Russel Edsons Counting Sheep :: Edson Counting Sheep Essays

Russel Edsons Counting Sheep   afterward British scientists had cloned a sheep called Dolly, people were asking them why they had done it and they express because they could do it. Last week it was anounced that the human genome had been decrypted. Although everybody agrees that this is a blessing for mankind, galore(postnominal) people are worried close what scientists might do with their in the altogether toy, again, just because they are able to do it. Long before anybody level(p) thought rough cloning sheep, Russel Edson had them shrinked. His poem Counting Sheep is a perspicacious approach to the question of use and misuse of science.   The ability to shrink press certainly stands for a technically very advanced culture, in which scientists must have almost god-like powers. But after shrinking the sheep, this scientist wonders what he should do with them. In a expression, he resembles a child and the innocent halo of the poem contributes to this impression. He falls asleep counting sheep. Like in Goethes The Magicians Apprentice, the creation overcomes its creator. However, when the scientist thinks of possible uses for his invention, he thinks about a shade for rice, a sort of wooly rice, but never about shrinking hostile armies and crushing them with the tip of a finger. Edson makes him look so naive, that we almost forget that we are dealing with a very just issue.
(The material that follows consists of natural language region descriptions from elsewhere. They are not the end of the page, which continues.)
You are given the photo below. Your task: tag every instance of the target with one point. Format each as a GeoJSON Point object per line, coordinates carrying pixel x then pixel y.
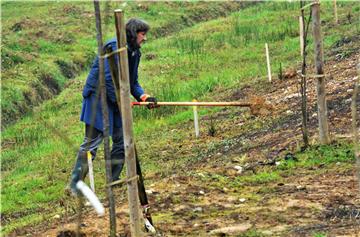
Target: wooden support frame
{"type": "Point", "coordinates": [127, 123]}
{"type": "Point", "coordinates": [105, 113]}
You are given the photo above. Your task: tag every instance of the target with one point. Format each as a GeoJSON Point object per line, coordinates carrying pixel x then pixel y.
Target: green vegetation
{"type": "Point", "coordinates": [198, 62]}
{"type": "Point", "coordinates": [42, 52]}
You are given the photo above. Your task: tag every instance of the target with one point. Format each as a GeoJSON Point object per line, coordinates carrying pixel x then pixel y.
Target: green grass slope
{"type": "Point", "coordinates": [46, 44]}
{"type": "Point", "coordinates": [198, 62]}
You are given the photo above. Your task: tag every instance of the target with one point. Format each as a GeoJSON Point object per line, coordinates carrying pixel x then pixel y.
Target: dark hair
{"type": "Point", "coordinates": [134, 26]}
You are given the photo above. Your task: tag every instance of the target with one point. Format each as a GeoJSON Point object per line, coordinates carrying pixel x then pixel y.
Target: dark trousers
{"type": "Point", "coordinates": [92, 140]}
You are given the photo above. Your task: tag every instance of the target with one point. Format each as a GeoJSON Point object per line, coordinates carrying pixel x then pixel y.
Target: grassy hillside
{"type": "Point", "coordinates": [42, 52]}
{"type": "Point", "coordinates": [207, 61]}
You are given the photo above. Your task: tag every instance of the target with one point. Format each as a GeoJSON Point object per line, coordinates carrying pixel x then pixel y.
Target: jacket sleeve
{"type": "Point", "coordinates": [92, 79]}
{"type": "Point", "coordinates": [135, 88]}
{"type": "Point", "coordinates": [110, 89]}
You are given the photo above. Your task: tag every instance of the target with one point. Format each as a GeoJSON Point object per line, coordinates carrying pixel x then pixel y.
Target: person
{"type": "Point", "coordinates": [91, 114]}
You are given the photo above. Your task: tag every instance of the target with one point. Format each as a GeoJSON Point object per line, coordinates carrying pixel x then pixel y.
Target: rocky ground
{"type": "Point", "coordinates": [218, 194]}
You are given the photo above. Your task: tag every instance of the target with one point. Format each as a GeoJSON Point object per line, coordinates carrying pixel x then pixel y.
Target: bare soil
{"type": "Point", "coordinates": [204, 199]}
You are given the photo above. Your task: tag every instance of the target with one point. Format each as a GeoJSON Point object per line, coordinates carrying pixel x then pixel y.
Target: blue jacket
{"type": "Point", "coordinates": [92, 81]}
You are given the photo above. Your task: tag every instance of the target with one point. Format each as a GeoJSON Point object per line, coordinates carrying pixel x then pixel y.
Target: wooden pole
{"type": "Point", "coordinates": [335, 12]}
{"type": "Point", "coordinates": [196, 121]}
{"type": "Point", "coordinates": [303, 82]}
{"type": "Point", "coordinates": [319, 65]}
{"type": "Point", "coordinates": [127, 122]}
{"type": "Point", "coordinates": [354, 122]}
{"type": "Point", "coordinates": [110, 194]}
{"type": "Point", "coordinates": [268, 61]}
{"type": "Point", "coordinates": [236, 103]}
{"type": "Point", "coordinates": [301, 25]}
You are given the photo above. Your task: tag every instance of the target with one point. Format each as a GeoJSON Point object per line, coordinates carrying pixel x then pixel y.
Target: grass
{"type": "Point", "coordinates": [195, 63]}
{"type": "Point", "coordinates": [34, 39]}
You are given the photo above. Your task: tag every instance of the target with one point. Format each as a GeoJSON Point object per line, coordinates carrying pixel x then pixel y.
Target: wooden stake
{"type": "Point", "coordinates": [91, 171]}
{"type": "Point", "coordinates": [196, 121]}
{"type": "Point", "coordinates": [105, 114]}
{"type": "Point", "coordinates": [301, 25]}
{"type": "Point", "coordinates": [354, 121]}
{"type": "Point", "coordinates": [319, 64]}
{"type": "Point", "coordinates": [335, 12]}
{"type": "Point", "coordinates": [127, 122]}
{"type": "Point", "coordinates": [268, 61]}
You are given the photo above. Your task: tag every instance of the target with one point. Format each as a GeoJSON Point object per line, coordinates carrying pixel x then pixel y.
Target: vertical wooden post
{"type": "Point", "coordinates": [127, 122]}
{"type": "Point", "coordinates": [91, 171]}
{"type": "Point", "coordinates": [319, 65]}
{"type": "Point", "coordinates": [301, 29]}
{"type": "Point", "coordinates": [268, 61]}
{"type": "Point", "coordinates": [196, 121]}
{"type": "Point", "coordinates": [105, 113]}
{"type": "Point", "coordinates": [335, 12]}
{"type": "Point", "coordinates": [354, 122]}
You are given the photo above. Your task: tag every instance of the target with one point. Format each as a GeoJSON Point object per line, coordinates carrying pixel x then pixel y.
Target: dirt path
{"type": "Point", "coordinates": [209, 195]}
Even when the scientist rubs the sheep to a red paste between his fingers, he doesnt do it on purpose but seems more like a motherfucker in a china shop. What if it were not sheep but apes or even up humans? He definately has the power to do that. We are reminded of the scientists who discovered nuclear power. It had never occured to them that someone might use it to build the worst end of the world weapon ever. By describing the minimum credible accident, Edson makes us think about the maximum credible accident.   Like The Death of an Ang el, Darwin Descending and The locomote, Counting Sheep is partly a parody on our modern societys stance towards science and technical advancement, which has almost assumed religious features. Edson comments on the way we treat our scientists like half-gods and on our blind believe in their ostensibly unlimited powers.